Every night at sundown, two blindingly bright sodium-vapor lamps illuminate a corner near the intersection of Vermont Avenue and U Street NW.
In the hot summer air, crowds of laughing bar-hoppers and restaurant-goers in shorts and flip-flops shuffle past. The corner is bright and vibrant.
But just a few months ago, that corner of the intersection was much darker — in the literal sense.
“For a long time, this was kind of seen as a forsaken corner,” says Andre Esser.
Esser, along with Sheryar Durrani, owns and manages local business U Scoot, a scooter rental shop and dealership that opened at the intersection in June.
“This corner always looked sort of sketchy,” says Esser. “You had people panhandling that I had to chase off, people out here loitering all the time. I don’t know the crime statistics on this corner, but I’m sure there have been crimes here over the years.”
Esser, who also owns Redline Motorsports in Takoma Park, had a plan to change all that. Before opening his scooter business, he mounted two powerful lights on the building.
“Turning on the lights makes it a brighter corner,” Esser says. “Thieves don’t usually tend to hang out on bright corners.”
Esser also hired two plainclothes security guards and installed over $10,000 worth of state-of-the-art surveillance equipment.
“The cameras and lights aren’t just for our own personal protection, especially the lights,” says Esser. “I feel like if I’m going to have a business, then it needs to be a safe corner.”
Esser says D.C. Police were glad when he installed the cameras.
“They came up to me right away and said, hey, are those good cameras? Can we have access to them?” Esser recalls “And we said absolutely. It’s for everybody’s safety. We want to assist the police department with making this a safer corner.”
In his two months of running the business, Esser says he’s helped to aid police by recording and turning over footage of three crime incidents. Just last week, U Scoot’s cameras caught a hit-and-run as it happened.
“Hopefully we’ve detracted from some of the crime,” says Esser. “That’s the goal. It’s not to just catch it. It’s to deter it from happening.”

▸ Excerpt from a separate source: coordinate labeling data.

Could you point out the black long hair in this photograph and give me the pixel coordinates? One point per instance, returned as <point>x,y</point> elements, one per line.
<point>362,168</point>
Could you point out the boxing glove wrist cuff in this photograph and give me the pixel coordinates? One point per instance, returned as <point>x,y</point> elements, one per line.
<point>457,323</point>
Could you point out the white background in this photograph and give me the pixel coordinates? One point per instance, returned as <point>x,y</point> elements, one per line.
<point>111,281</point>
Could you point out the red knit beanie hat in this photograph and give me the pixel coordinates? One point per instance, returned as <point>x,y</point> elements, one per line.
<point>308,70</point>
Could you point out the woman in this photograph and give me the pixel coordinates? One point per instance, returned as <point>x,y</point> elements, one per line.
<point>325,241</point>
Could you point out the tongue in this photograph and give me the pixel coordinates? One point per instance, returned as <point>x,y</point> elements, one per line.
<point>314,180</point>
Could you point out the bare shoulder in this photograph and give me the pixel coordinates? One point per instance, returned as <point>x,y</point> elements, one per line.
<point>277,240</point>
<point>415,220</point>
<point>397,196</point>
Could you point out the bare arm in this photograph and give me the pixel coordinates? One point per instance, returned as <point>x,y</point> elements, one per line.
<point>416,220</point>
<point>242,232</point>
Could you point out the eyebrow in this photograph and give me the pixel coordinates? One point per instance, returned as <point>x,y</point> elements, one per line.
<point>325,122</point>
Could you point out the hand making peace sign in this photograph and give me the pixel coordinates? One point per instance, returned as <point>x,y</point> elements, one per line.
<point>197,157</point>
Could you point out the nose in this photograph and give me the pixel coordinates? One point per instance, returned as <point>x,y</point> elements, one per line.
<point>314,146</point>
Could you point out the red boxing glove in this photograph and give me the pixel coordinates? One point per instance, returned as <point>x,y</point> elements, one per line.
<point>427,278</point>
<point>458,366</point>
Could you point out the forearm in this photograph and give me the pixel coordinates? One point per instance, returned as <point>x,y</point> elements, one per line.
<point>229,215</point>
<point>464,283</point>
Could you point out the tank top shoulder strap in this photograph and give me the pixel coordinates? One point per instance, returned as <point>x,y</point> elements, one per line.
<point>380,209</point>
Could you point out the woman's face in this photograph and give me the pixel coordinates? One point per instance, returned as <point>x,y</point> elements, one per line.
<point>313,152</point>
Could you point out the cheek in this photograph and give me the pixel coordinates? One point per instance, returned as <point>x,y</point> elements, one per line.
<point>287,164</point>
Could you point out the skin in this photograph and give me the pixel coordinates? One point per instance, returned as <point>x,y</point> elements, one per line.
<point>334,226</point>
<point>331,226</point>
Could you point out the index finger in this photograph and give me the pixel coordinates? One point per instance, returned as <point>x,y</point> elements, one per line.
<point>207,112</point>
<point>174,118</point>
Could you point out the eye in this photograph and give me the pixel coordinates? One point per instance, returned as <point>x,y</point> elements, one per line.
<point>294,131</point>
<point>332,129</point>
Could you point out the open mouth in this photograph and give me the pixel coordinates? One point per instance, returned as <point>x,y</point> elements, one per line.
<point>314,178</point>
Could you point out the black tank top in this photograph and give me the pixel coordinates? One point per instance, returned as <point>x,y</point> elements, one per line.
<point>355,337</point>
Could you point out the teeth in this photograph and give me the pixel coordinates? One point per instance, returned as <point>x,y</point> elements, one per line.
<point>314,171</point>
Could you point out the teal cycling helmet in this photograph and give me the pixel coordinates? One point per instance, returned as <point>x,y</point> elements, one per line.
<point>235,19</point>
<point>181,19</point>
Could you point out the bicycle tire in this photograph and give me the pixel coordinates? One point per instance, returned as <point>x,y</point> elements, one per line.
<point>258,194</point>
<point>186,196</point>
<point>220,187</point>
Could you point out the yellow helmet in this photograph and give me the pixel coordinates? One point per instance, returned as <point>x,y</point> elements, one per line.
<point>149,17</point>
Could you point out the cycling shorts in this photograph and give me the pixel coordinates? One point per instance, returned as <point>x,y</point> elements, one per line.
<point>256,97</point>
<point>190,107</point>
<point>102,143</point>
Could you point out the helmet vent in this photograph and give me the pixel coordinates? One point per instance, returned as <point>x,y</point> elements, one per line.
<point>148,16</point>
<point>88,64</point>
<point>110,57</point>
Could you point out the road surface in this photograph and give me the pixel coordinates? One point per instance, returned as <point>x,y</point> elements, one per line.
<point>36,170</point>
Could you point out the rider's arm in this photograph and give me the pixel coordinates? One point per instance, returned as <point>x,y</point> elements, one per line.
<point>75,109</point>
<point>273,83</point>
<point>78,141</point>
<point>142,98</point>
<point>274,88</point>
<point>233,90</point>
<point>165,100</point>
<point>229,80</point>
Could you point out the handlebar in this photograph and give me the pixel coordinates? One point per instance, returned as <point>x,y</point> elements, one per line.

Even when he’s at home, Esser says he sometimes uses an app on his phone to watch the cameras late at night. But he’s not only only watching out for scooter thefts.
“I’ll be having dinner or playing with my kids and I’ll peek in and make sure everything is okay,” Esser says “I’m kind of like Big Brother, but looking out for this corner at nighttime.”
“If there’s a car accident, if someone’s assaulted, if someone’s car is broken into, we’ll see it,” says Esser.
“[A] person might steal a bicycle,” he adds. “Or that person might shoot someone. That person might mug someone. That person should probably be off the streets.”